Ей в сущности было безразлично мое мнение; она даже не могла себе представить, чтобы кто-то нарочно шел в лес посмотреть на нее. Изучить ее. Познать сквозь прозрачную пелену игр, сквозь плавность движений, переходящих в резкость, когда она была, казалось, чем-то удручена или обижена. Она не видела меня.

Она не помнила того дня нашего знакомства, в который сам Валентин А. представил нас друг другу. А между тем моя цепкая, чудная память до сих пор хранит ее образ: там, на далекой поляне, обрамленной высокими, сужающимися в самом небе конусами вековых елей, окутанная желтой дымкой цветов мать-и-мачехи, она стоит, ослепительно яркая, как солнце, отражающее на ее коже свой свет. Ветер треплет ее распущенные блеклые волосы, они попадают ей в рот, заставляя смеяться и убегать в сторону, все же оставаясь в поле моего зрения. Я не могу воссоздать ее лицо: оно неуловимо ускользает, превращаясь постепенно в лица женщин и девушек, которых мне довелось знать много позже.

Мой убеленный сединами друг был рад Люсиному визиту. Я замечала эту счастливую перемену во всех чертах его лица, даже в манере курить. За него мне тоже было радостно. Хотя сказать ему об этом я не считала возможным: у друзей бывают миры, в которые нам нельзя войти, не оскорбив этим их хозяев. Я уважала его право радоваться в одиночку: в конце концов, удовольствие видеть внучку выпадало ему редко, по очень большим случайностям, когда подобного стечения обстоятельств было просто не избежать. И к тому же предмет радости у нас все-таки был один и тот же. А это позволяло делить счастье друг друга, даже о том не подозревая.

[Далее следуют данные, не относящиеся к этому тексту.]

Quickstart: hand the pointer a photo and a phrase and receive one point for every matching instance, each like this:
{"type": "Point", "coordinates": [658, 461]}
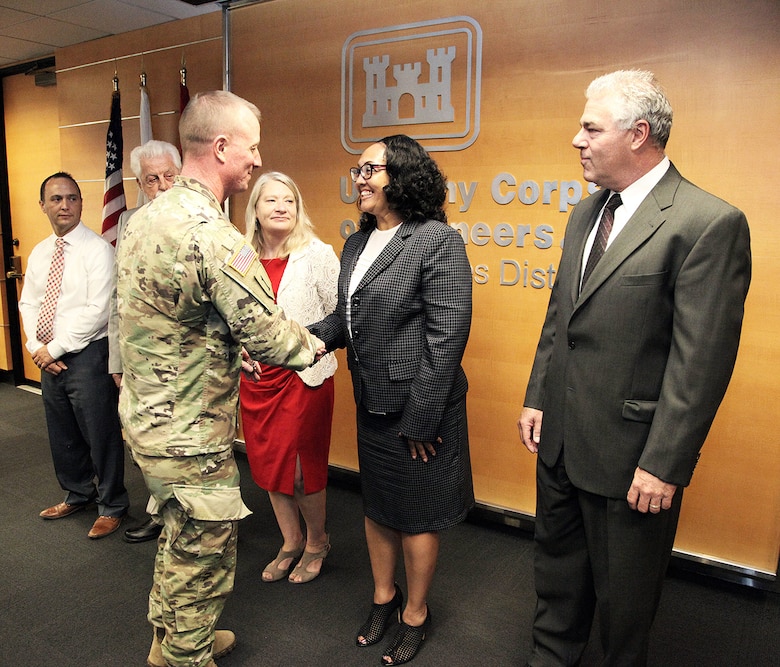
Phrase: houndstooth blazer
{"type": "Point", "coordinates": [411, 315]}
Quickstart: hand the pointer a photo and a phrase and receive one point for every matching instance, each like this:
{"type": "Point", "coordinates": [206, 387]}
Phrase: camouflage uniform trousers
{"type": "Point", "coordinates": [199, 501]}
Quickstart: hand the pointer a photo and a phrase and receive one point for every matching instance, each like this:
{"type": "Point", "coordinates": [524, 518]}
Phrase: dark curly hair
{"type": "Point", "coordinates": [417, 189]}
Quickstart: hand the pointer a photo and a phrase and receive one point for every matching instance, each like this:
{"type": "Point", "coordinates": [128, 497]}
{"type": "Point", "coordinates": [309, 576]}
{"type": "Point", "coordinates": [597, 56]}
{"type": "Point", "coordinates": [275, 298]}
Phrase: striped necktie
{"type": "Point", "coordinates": [45, 328]}
{"type": "Point", "coordinates": [602, 234]}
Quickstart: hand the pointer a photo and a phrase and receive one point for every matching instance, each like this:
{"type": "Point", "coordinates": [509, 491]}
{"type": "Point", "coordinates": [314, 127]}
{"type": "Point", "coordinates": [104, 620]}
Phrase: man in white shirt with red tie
{"type": "Point", "coordinates": [64, 307]}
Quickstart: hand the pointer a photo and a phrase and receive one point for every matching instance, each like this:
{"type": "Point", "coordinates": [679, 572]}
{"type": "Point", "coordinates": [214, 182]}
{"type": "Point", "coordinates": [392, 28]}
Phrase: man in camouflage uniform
{"type": "Point", "coordinates": [191, 293]}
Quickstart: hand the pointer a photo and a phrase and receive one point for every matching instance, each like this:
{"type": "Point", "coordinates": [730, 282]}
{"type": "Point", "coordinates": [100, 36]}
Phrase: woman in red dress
{"type": "Point", "coordinates": [287, 415]}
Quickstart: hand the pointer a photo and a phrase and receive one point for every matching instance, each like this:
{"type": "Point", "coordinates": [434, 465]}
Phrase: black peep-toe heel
{"type": "Point", "coordinates": [406, 643]}
{"type": "Point", "coordinates": [374, 628]}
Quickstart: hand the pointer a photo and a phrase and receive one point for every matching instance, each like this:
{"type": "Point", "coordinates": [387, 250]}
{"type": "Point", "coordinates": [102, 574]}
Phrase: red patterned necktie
{"type": "Point", "coordinates": [602, 234]}
{"type": "Point", "coordinates": [45, 330]}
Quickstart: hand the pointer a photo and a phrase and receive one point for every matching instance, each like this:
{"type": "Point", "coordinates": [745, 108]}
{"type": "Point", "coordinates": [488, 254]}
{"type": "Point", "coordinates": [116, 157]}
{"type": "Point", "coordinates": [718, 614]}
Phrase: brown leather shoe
{"type": "Point", "coordinates": [61, 510]}
{"type": "Point", "coordinates": [104, 525]}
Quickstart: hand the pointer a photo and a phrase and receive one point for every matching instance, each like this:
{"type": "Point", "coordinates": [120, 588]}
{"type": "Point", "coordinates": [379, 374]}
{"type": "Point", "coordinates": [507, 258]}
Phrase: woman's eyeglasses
{"type": "Point", "coordinates": [366, 171]}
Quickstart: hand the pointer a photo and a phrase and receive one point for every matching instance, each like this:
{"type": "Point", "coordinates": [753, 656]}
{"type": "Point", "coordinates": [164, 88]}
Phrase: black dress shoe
{"type": "Point", "coordinates": [147, 531]}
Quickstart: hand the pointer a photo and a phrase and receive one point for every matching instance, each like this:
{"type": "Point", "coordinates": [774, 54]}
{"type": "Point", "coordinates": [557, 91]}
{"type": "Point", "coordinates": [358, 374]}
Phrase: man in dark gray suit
{"type": "Point", "coordinates": [634, 358]}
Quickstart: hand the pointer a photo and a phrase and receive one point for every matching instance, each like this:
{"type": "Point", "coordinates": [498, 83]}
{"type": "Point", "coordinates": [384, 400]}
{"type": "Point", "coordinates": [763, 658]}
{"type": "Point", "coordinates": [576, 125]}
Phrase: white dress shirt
{"type": "Point", "coordinates": [82, 308]}
{"type": "Point", "coordinates": [631, 197]}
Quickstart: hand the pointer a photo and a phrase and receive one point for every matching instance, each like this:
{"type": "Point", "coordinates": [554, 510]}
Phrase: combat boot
{"type": "Point", "coordinates": [224, 643]}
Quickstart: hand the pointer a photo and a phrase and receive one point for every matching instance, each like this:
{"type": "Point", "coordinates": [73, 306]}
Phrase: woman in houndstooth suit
{"type": "Point", "coordinates": [404, 313]}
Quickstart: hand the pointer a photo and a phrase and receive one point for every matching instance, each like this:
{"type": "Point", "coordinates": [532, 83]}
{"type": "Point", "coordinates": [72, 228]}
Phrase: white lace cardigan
{"type": "Point", "coordinates": [307, 293]}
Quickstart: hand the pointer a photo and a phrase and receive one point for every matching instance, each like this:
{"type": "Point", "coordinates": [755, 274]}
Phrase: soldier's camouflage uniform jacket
{"type": "Point", "coordinates": [190, 293]}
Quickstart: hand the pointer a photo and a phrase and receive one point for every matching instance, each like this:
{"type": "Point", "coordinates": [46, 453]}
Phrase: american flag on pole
{"type": "Point", "coordinates": [114, 190]}
{"type": "Point", "coordinates": [184, 93]}
{"type": "Point", "coordinates": [145, 120]}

Я знала, что через неделю она покинет его дом, увитый плющом, и наши ежедневные прогулки в лес возобновятся. И мне можно будет вот так просто прийти, позвонить в маленький, спрятанный в зарослях ирги у железных ворот колокольчик, и мой друг выйдет навстречу – высокий и светлый, каким и должен быть. Еще я знала, что никогда не смогу заменить ему внучку. Но благоразумно рассудила, что этого и не требуется.

Люся действительно не обманула наших ожиданий и отбыла через восемь дней. За ней приехал отец. Мы с Ксеней и Алешей в тот день наведались в их переулок, но обнаруживать себя не стали. Мы стояли у кромки леса, за первыми деревьями, и смотрели, как эта светловолосая девочка выходит из ворот и садится в свою личную «Волгу». Алеша взял меня за руку, потому что ему, больному, было тяжело стоять на обеих ногах так долго, и шепотом спросил:

– Эта девочка в белом платье увезет с собой Лори?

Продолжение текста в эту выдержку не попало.